As acusações acompanham as alegações chinesas sobre interferência dos EUA em assuntos internos chineses. No dia 10 de agosto, em resposta à visita de Pelosi, o Conselho de Estado da China divulgou um documento intitulado “A questão de Taiwan e a reunificação da China na Nova Era”.
O documento diz que o governo chinês “reitera o fato de que Taiwan faz parte da China” e cita a resolução 2.758 da Assembleia Geral da ONU, que resguarda o princípio de uma só China. “A China não tem obrigação de se comprometer a descartar o uso da força. Isso não é de forma alguma dirigido contra os compatriotas de Taiwan, mas contra o esquema para criar uma ‘Taiwan independente’ e contra as forças estrangeiras que interferem na reunificação”, diz o texto.
As especulações do governo chinês contra a presidente de Taiwan não devem ser facilmente aceitas pela população da ilha, avalia Alexandre Coelho, coordenador de pesquisa da Observa China e secretário do Comitê de Pesquisas em Ásia e Pacífico da International Political Science Association.
“De acordo com uma pesquisa realizada por uma universidade taiwanesa, em janeiro de 2022, mais de 62% dos residentes da ilha se consideram cidadãos taiwaneses, mais do que se consideram chineses. Isso mostra que há uma maioria pró-independência em Taiwan. Dessa forma, as tentativas de desmoralização da líder taiwanesa podem não produzir tão facilmente os objetivos de Pequim”, diz.
Xi Jinping deve garantir um terceiro mandato sem precedentes no Congresso do Partido Comunista
GETTY IMAGES/BBC
A pesquisa à qual Coelho se refere foi feita pela Universidade Nacional de Chengchi e analisa a mudança na autodeclaração na identidade da população de Taiwan entre 1992 e junho de 2022.
Para Tedeschi, a China deve buscar diálogo com o Guomindang, partido nacionalista chinês de Taiwan que faz oposição ao Partido Democrático Progressista, da presidente Tsai Ing-wen.
“A troca de chefe de governo em Hong Kong seguiu linhas similares, à excepcionalidade de que na região autônoma houve protestos em massa contra a lei de extradição antes da troca. O que acabou por legitimar as características patrióticas do novo mandatário de Hong Kong”, observa.

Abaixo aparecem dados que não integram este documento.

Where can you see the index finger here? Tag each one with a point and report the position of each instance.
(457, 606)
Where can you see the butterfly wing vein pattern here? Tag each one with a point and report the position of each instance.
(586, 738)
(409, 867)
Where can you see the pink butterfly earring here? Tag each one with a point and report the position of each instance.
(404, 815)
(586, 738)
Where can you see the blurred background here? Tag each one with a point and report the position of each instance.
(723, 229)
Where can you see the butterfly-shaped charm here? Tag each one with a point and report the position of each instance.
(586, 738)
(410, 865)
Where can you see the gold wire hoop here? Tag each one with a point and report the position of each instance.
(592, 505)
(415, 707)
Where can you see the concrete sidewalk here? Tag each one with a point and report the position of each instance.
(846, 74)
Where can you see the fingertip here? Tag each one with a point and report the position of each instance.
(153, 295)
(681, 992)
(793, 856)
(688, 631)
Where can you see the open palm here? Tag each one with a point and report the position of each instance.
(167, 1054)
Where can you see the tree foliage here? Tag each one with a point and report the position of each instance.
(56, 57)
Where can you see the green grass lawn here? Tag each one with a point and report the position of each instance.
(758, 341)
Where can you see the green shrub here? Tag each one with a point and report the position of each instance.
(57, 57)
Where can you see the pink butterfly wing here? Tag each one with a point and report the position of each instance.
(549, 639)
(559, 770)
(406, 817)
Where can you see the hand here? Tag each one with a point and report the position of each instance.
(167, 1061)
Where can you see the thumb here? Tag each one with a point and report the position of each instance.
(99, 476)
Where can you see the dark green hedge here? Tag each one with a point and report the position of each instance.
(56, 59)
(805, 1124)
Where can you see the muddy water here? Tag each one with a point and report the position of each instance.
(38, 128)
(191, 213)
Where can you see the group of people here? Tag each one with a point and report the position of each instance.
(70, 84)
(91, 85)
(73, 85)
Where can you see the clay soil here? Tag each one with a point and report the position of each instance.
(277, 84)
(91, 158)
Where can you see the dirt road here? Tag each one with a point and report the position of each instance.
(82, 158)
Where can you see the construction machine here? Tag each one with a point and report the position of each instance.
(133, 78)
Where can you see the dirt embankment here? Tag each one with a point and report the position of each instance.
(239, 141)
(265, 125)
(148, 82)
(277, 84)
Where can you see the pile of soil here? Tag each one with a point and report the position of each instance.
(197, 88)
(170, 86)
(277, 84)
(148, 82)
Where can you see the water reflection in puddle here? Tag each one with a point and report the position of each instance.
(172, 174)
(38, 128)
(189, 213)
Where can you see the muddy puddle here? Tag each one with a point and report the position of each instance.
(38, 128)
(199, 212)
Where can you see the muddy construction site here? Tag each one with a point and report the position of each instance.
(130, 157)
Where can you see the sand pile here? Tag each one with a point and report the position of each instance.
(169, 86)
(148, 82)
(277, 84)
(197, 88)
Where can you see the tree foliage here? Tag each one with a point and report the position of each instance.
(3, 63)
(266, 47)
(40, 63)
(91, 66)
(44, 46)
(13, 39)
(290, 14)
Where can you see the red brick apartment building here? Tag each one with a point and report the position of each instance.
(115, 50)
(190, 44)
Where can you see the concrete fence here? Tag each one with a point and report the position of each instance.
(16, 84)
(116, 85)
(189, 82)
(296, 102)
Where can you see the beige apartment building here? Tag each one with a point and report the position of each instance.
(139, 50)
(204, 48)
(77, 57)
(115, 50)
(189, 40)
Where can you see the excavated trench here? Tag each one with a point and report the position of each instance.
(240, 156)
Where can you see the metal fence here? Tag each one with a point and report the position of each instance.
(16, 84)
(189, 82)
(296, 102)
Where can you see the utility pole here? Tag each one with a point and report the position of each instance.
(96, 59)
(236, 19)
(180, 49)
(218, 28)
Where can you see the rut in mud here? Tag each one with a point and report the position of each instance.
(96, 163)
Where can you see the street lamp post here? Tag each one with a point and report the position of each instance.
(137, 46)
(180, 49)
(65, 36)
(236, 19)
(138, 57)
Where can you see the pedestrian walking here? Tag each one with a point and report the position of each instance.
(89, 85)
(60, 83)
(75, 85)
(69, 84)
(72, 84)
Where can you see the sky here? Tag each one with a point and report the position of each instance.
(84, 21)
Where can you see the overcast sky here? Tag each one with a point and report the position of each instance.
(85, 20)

A invasão do Conselho Legislativo do território autônomo por manifestantes em 2019 levou à ascensão do então chefe de polícia John Lee Ka-chiu, que, apoiado pelo Partido Comunista Chinês foi nomeado para o governo de Hong Kong em uma eleição na qual foi candidato único.
John Lee
REUTERS/Tyrone Siu
Durante a abertura do 20º Congresso do Partido Comunista, no domingo (16), Xi Jinping afirmou que a China alcançou controle total sobre Hong Kong, o que, para ele, mudou a situação no território “do caos para a governança”.
Sobre Taiwan, Xi subiu o tom e disse que não renunciará ao direito de usar a força na ilha autogovernada. O presidente chinês prometeu, ainda, que a reunificação deve ser a prioridade de seu eventual terceiro mandato.
No fim do congresso, no próximo sábado (22), um terceiro mandato de Xi à frente do país deve ser confirmado, o que o tornará o líder mais longevo e poderoso da China desde Mao Tsé-Tung.
A reunificação com Taiwan é uma das pautas que acompanha Xi desde o seu primeiro mandato. E a importância do assunto para o presidente chinês é reiterada com frequência, em especial após a escalada da tensão no Estreito de Taiwan causada pela visita de Nancy Pelosi à ilha.
Coelho avalia que a tensão deve levar Xi a acelerar seus planos de reunificação da ilha à China Continental.
A ilha de Taiwan pertence, legalmente, à China. Os próprios EUA reconhecem a soberania chinesa sobre a ilha desde a década de 1970, quando o gigante asiático passou a fazer parte da ONU sob a política de “um país, dois sistemas”, fórmula que permite ao governo taiwanês ter eleições próprias e autonomia em relação ao Partido Comunista Chinês, mas que não faz da ilha um país soberano.
A ONU, inclusive, não reconhece Taiwan como uma nação soberana e, portanto, os interesses da ilha são representados pela China.